15 04 2013

Today was my first day back at university after a four-week holiday and it turned out to be a pretty good day. To top it all off, I rode Soapy this evening!

I arrived early to see if they’d assigned her to me as per my request, and lo – they had! I had to contain myself from doing cartwheels down the stable, but I was completely unable to suppress a little, out-loud, ‘Yay!’ After paying up, I hurried over to her side to see her, where the nice lady who takes care of the horses on that side of the indoor school informed me that she was all ready for me but it was a bit too early to lead her out to the school. So I hung around like a groupie for a bit before disentangling her reins and leading her, reluctantly at first, away from her hay.
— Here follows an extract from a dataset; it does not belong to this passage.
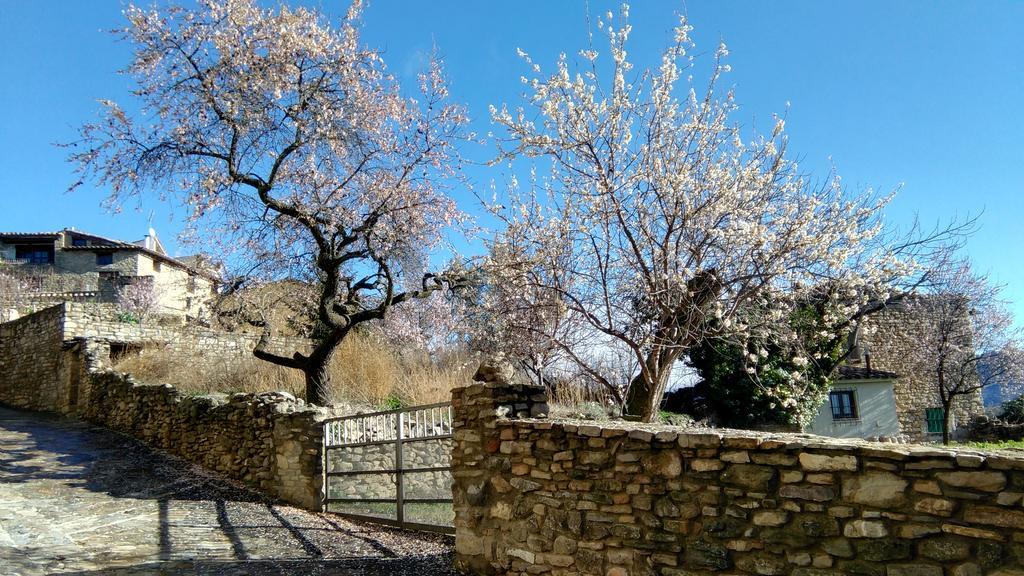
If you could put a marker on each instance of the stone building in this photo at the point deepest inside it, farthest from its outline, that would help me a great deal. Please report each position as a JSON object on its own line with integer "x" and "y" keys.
{"x": 888, "y": 392}
{"x": 73, "y": 265}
As we were walking to the outdoor school I was reminded of why I’d developed such a soft spot for her. As she walked – not really having to be led, just walking beside me – she was looking around at all the things that were going on, and I had to give her gentle tugs on the reins just to remind her we were going somewhere. She studied the open school gate for some time, but didn’t make any moves towards it. I sensed curiosity about what the outside world is like, but as I think they do run hacks into Middleton Park (there’s an entrance to it adjacent to the school gate) I could be wrong and it could just be that she likes the woods. Someone knows, but it’s not me.

As we arrived at the outdoor arena the previous lesson were just finishing up, so I called Soapy to a halt outside and held onto her as the previous group led their horses out. She stood still for a while, still looking all around her at what was going on, and then – just as she had done on a previous occasion – she tried to walk around in front of me and head back to the stables, with her ears pricked forwards, making a hopeful little chirruping sound as she did. Actually, she was making a bee-line for the other horses’ stables as though she wanted to go and say hello, but I suspect she probably really just wanted to steal their hay. Heh.
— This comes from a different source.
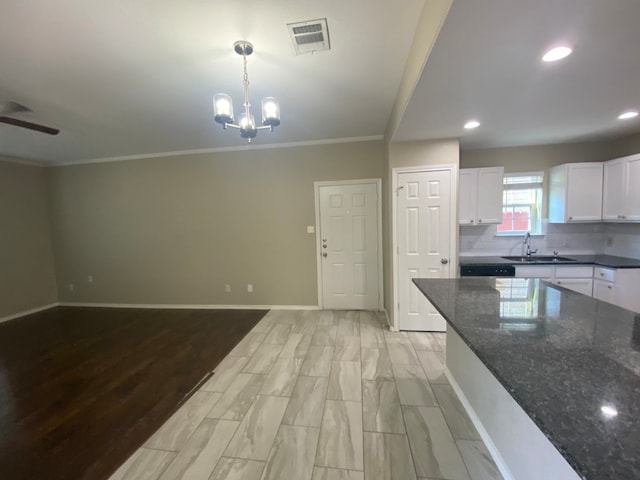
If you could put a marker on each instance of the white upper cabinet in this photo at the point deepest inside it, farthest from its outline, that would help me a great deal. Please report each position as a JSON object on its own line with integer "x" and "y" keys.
{"x": 575, "y": 192}
{"x": 481, "y": 196}
{"x": 621, "y": 197}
Eventually I led her in and waited for my cue to mount up. My instructor didn’t recognize me, because I had both a different colour hair than last time and I wasn’t wearing my glasses. She had been talking to a lady who is new prior to addressing me, and was very apologetic when I told her who I was. Heh. After I’d mounted Soapy and adjusted my stirrups, it was quite clear that she wanted to go as she kept fidgetting – initially stamping her back legs on the spot, and then trying to walk off she was having her girth put up!

Once we got going, though, she was fine. Better than fine, actually. For most of the lesson, she was very forward going – so much so that I had to pull her back continuously to keep her nose out of Maddie’s backside! She never stopped, she never slowed without being asked, and – thankfully – I had no reason to use the whip even once. There was some confusion while we were doing the usual walk and trot exercises (although with no work without stirrups this time) as initially Soapy was charging on ahead in spite of my best efforts to slow her, and so we switched her with Maddie, who then decided she wanted to charge on ahead of Soapy, and we switched again only to find the same was true as had been before. So instead I just rode her right into all of the corners to try and keep her a suitable distance behind. (Apparently Soapy is a bit like Bramble in that she doesn’t really like being too close to other horses.)

In fact, it was all fun and games until we came to the canter. I felt calm and confident, and like I might actually be quite a good rider. I felt all right about trying out the canter, too; I just thought, ‘Yeah, I can do this!’ This may have been over-confidence, however, as when it was my turn for the canter I just couldn’t – for no reason I can put my finger on as I wasn’t doing anything differently than I’d been doing for the whole of the rest of the lesson – keep Soapy on the track in trot. The consequence of this was that when I asked for the canter, she went bombing it down the centre line. Concerned at having limited control without the security of a wall on either side of me, I tried to apply my leg to ride her over to the right side of the arena, all the while pulsing on the reins for her to slow down (she basically felt like she’d got the ‘Yay, running!’ bug and wasn’t listening to me at all any more). As a result she turned suddenly, and, being unprepared for this, I slipped out of the saddle and over her right shoulder.

Soapy stopped pretty much as soon as she felt me come off. I landed on my feet with both arms around her neck. I had to laugh and give her a hug.

Of course, I got straight back on, mounting from the ground. I wasn’t hurt in any way, and my instructor was very good about it. She told me to take a deep breath, said that I would have another go tonight, but to relax and take it easy until it was my turn again. We had a fast but much better controlled canter to the back of the ride on the second go. One of the many things I like about Soapy is that she’s a pony who doesn’t have a bone-shaking gait, but by God, she can go!

After the lesson I led her back to her stall, untacked her and made several passers-by laugh with my doting on her. You’ll be pleased to know I have photos!